Gilley, running his hand through his hair, spoke huskily, although pretending voice normal, relations unchanged, business as usual.
“Sy,” he said, evoking cheeriness, “though we’ve had our small differences they’re nothing I myself take too seriously, and I know that holds for you. You don’t seem to me to be the type that goes around holding grudges against people for not agreeing with him. Not only that, but as time goes by I am sure we’ll understand each other better and our occasional hassles will give way altogether.”
He beamed tentatively as Levin, about to stroke his beard, found it missing, and smiled vaguely.
“Anyway,” Gilley said, after a pause, “I thought I’d better ask you where you stand in the election we seem to be having in June. I suppose you’ve seen the dean’s notice?” Having stated the question, he pulled his handkerchief out of his back pocket and blew his nose.
Levin admitted he had seen the notice.
Gilley brushed his nostrils both ways, carefully tucked away the handkerchief and buttoned his pocket.
“Have you made up your mind who you’re going to support?”
Though the question basically insulted, Levin found it hard to look the man in the eye, although he attempted a decent approximation of the act after fighting down a suspicion that Gerald, probably through Avis, knew where he stood and was leading up to something else.
What shall I tell him? he thought. That I can’t vote for him because he’s a mediocre leader, no matter how many years he has coveted the job or been Fairchild’s Friday to get it? Or that I can’t trust him for the pictures he takes (my God, who can trust me?)? Or shall I say I can’t vote for him because I’ve betrayed him with his wife?
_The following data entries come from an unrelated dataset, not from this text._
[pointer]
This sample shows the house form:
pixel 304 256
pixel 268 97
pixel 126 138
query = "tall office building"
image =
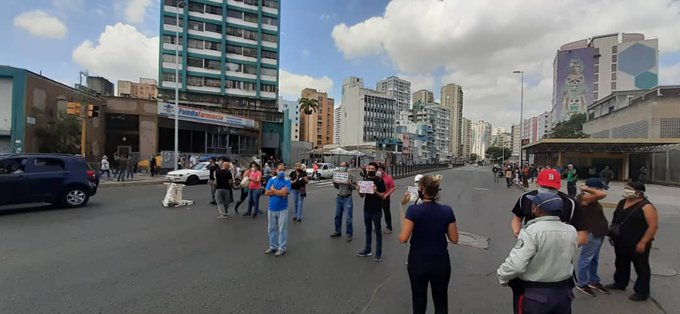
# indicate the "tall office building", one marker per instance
pixel 397 88
pixel 452 98
pixel 317 127
pixel 590 69
pixel 228 55
pixel 423 95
“First let me ask you something,” he said hesitantly. “Suppose you—er—had found out that somebody in this department had typed up a list of his colleagues he recommended for athletes to take; or possibly the names of ten people whose courses he told the boys to stay away from. And that he had sent these names to the P.E. department, specifically to one of the coaches, for distribution among the players. Could I ask you what you would do about that?”
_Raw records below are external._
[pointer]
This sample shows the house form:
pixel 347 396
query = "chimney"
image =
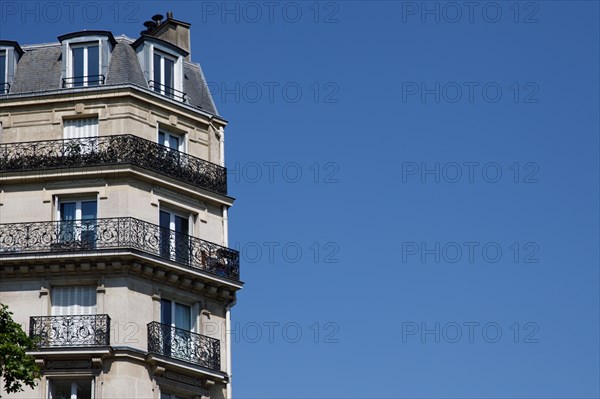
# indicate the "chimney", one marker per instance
pixel 170 30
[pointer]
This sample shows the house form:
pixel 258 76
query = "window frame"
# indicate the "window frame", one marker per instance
pixel 4 53
pixel 73 378
pixel 71 65
pixel 173 244
pixel 163 86
pixel 180 136
pixel 78 222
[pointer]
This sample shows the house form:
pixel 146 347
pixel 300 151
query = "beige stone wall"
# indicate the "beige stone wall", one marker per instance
pixel 116 196
pixel 131 301
pixel 36 120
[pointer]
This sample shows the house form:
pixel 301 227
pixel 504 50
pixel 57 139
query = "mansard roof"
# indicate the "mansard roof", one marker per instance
pixel 39 70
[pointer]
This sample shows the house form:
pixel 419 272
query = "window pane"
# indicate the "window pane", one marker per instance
pixel 2 69
pixel 173 142
pixel 88 210
pixel 157 69
pixel 169 78
pixel 78 72
pixel 93 65
pixel 67 211
pixel 182 245
pixel 71 389
pixel 182 316
pixel 165 312
pixel 181 225
pixel 165 234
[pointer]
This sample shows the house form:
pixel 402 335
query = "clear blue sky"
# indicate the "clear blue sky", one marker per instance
pixel 449 182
“Is there,” Gilley asked, his eyes narrowing, “that kind of list?”
“Suppose there was?”
“I wouldn’t believe everything I heard around here. I don’t listen to most of it myself.”
“Suppose I saw it?”
Gerald leaned back in his chair. “I’m not for any such kind of list.”
“Could I ask what you would do about it? Would you, for instance, talk to the one who had compiled it, tell him he had made a serious mistake and the best thing he could do would be to withdraw and destroy it? And would you firmly say he must cut out that kind of thing in the future?”